Não obstante, o processo de medicalização acontece numa linha entre a oferta e a procura. Por um lado, temos uma sociedade mórbida que exige a medicalização. Por outro lado, temos uma instituição médica que certifica essa morbidade. Neste contexto, observa-se a negação de cada um em conviver com a dor, a doença e a morte [7]. A medicina actua no sentido de manter o equilíbrio normativo exercendo controlo social [10], isto é, a medicalização do desvio, intencionalmente ou não. Por exemplo, o caso da medicalização do alcoolismo [2].

Em termos técnicos o diagnóstico de uma doença mental é essencialmente clínico, ou seja, não existem análises específicas. Assenta, sobretudo, na história clínica da pessoa e da sua vivência. Desta forma, percebe-se que o diagnóstico de uma doença mental está fortemente associado ao comportamento e à interpretação clínica desse comportamento. As avaliações do comportamento colocam-nos numa fronteira entre o normal e o patológico, levando, muitas vezes, os próprios profissionais a entrarem em desacordo quanto ao diagnóstico [9].

As grandes diferenças entre um diagnóstico de uma doença mental em comparação com uma outra doença orgânica assentam no facto de as pessoas não procurarem, de imediato, ajuda médica [9]. Este facto reporta-nos aos argumentos proferidos por Parsons, já que a doença mental assume, muitas vezes, uma conduta desviante fazendo com que as pessoas não sejam desresponsabilizadas das suas responsabilidades sociais [8]. Neste sentido, as repercussões são também diferentes, isto é, a forma como uma pessoa se passa a ver a si própria e o modo como os outros a passam a ver assumem contornos diferenciados dos de outras situações de doença [9].

No discurso médico as doenças mentais têm origem biopsicossocial. Contudo, remetem sempre uma base biológica e colocam as questões psicossociais como adjuvantes, descurando deste modo a correlação existente entre o desenvolvimento orgânico e biológico com o ambiente humano e social [9]. A análise histórica demonstra, aliás, que o meio ambiente é fundamental na explicação do estado de saúde da população em geral [7]. Por exemplo, na depressão verifica-se que as mulheres estão significativamente mais representadas e uma parte expressiva afirmou ter procurado as instâncias médicas para realizarem o diagnóstico e admitiu ter tomado medicação nas duas semanas anteriores aos inquéritos [3]. Através de uma leitura sociológica verificou-se que o número elevado de diagnósticos nas mulheres resulta de circunstâncias sociais, já que as mulheres verbalizam mais o que sentem e têm uma maior predisposição para procurar ajuda médica [9].

Notas

[1] Alves, Fátima e Silva, Luísa Ferreira da (2004), “Psiquiatria e comunidade: Elementos de reflexão”, Actas do Vº Congresso Português de Sociologia – Sociedades Contemporâneas: Reflexividade e Acção, pp. 56-64.

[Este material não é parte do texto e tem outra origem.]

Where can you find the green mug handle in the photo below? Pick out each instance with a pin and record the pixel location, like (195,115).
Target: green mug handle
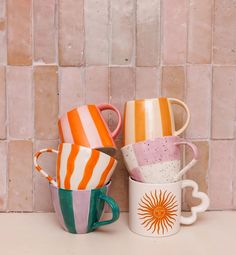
(114,208)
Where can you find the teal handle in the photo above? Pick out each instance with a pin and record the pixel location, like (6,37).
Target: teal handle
(114,208)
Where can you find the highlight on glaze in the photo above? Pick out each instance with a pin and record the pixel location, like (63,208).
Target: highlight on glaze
(158,211)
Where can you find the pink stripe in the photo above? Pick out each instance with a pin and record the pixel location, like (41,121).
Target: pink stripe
(81,204)
(56,205)
(157,151)
(65,126)
(89,127)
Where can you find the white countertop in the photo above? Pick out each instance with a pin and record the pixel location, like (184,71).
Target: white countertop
(40,234)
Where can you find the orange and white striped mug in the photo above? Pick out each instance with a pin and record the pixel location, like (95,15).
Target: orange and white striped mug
(86,126)
(79,167)
(151,118)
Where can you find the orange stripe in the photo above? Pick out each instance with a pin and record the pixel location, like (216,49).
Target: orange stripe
(140,121)
(88,171)
(61,132)
(77,130)
(100,125)
(165,117)
(70,165)
(59,165)
(105,173)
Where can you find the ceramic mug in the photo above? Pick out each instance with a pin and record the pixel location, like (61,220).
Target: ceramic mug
(79,167)
(158,160)
(80,211)
(150,118)
(155,209)
(86,126)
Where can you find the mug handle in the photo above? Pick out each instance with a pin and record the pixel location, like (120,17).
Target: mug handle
(103,107)
(202,207)
(115,211)
(39,168)
(192,162)
(180,103)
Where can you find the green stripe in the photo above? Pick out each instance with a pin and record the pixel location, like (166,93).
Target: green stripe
(66,203)
(96,207)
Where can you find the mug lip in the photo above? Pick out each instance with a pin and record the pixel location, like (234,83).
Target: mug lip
(79,190)
(87,149)
(154,140)
(131,180)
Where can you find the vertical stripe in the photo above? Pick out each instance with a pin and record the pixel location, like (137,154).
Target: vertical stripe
(101,126)
(129,123)
(60,131)
(66,203)
(65,129)
(56,205)
(77,129)
(90,127)
(65,152)
(140,120)
(96,207)
(165,116)
(59,165)
(81,203)
(89,169)
(106,172)
(71,165)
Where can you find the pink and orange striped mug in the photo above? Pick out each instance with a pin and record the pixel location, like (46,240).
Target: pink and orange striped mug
(86,126)
(79,167)
(151,118)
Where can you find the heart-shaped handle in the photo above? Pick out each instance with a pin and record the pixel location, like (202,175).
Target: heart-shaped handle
(195,209)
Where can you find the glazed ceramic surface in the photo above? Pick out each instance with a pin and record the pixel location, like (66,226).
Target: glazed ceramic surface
(79,167)
(150,118)
(158,160)
(155,209)
(80,211)
(86,126)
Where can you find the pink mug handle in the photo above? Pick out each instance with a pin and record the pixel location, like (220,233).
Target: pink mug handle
(103,107)
(192,162)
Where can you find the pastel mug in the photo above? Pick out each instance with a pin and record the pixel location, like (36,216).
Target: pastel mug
(86,126)
(80,211)
(155,209)
(150,118)
(158,160)
(78,167)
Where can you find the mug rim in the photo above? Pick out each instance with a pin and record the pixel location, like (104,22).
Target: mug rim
(79,190)
(131,180)
(154,140)
(87,149)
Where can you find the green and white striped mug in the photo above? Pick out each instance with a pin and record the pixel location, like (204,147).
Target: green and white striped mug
(80,211)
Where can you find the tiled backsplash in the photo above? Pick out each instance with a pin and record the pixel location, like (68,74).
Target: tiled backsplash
(57,54)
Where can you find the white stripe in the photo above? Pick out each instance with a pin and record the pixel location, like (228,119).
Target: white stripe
(79,167)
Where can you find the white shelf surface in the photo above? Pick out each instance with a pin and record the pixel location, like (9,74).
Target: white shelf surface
(40,234)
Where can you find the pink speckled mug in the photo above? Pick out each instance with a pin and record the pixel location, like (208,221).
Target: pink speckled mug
(158,160)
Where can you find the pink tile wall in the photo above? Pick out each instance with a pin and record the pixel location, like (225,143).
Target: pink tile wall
(59,54)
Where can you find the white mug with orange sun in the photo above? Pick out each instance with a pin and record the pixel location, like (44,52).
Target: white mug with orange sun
(155,209)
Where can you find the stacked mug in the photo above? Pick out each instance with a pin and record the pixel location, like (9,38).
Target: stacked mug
(85,164)
(152,154)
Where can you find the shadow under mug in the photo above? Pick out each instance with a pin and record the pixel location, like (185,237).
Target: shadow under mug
(150,118)
(86,126)
(80,211)
(158,160)
(155,209)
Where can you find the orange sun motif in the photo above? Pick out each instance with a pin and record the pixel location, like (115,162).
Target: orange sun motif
(158,212)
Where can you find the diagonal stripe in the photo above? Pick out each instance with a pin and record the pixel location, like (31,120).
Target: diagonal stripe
(139,120)
(77,129)
(71,165)
(89,169)
(101,126)
(165,116)
(106,172)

[2] Conrad, Peter, e SCHNEIDER, Joseph W. (1980), Deviance and Medicalization: From Badness to Sickness. St. Louis, C.V. Mosby.

[3] INE – Instituto Nacional de Estatística (1995/1996; 1998/1999; 2005/2006), Inquérito Nacional de Saúde, Lisboa, INE.

[4] Ferreira, A. J. Gonçalves (2006), “Egas Moniz e a História da Psicocirurgia‖”, Revista da Faculdade de Medicina de Lisboa, Série III, Vol. 11 n.º 3, pp. 147-152.

[5] Fonseca, A. Fernandes da (1995), Saúde Mental e Humanização, Porto, Edições Afrontamento.

[6] Foucault, Michel (1991), História da Loucura, São Paulo, Perspectiva, 3ª Edição.

[7] Illich, Ivan (1976), Medical Nemesis, New York, Pantheon.

[8] Parsons, Talcott (1988), Sistema Social, Madrid, Alianza.

[9] Oliveira, Joel e Augusto, Amélia (2012), “A doença mental enquanto vulnerabilidade à exclusão social: o caso da esquizofrenia e da depressão”, in Matos, Alice Delerue e Schouten, Maria Johanna (orgs.), Saúde. Sistemas, Mediações e Comportamentos, Ribeirão, Ed. Húmus.

[10] Zola, Irving Kenneth (1977), “Healthism and Disabing Medicalization”, in ILLICH, Ivan et al. Disabling professions, London, Marion Boyars.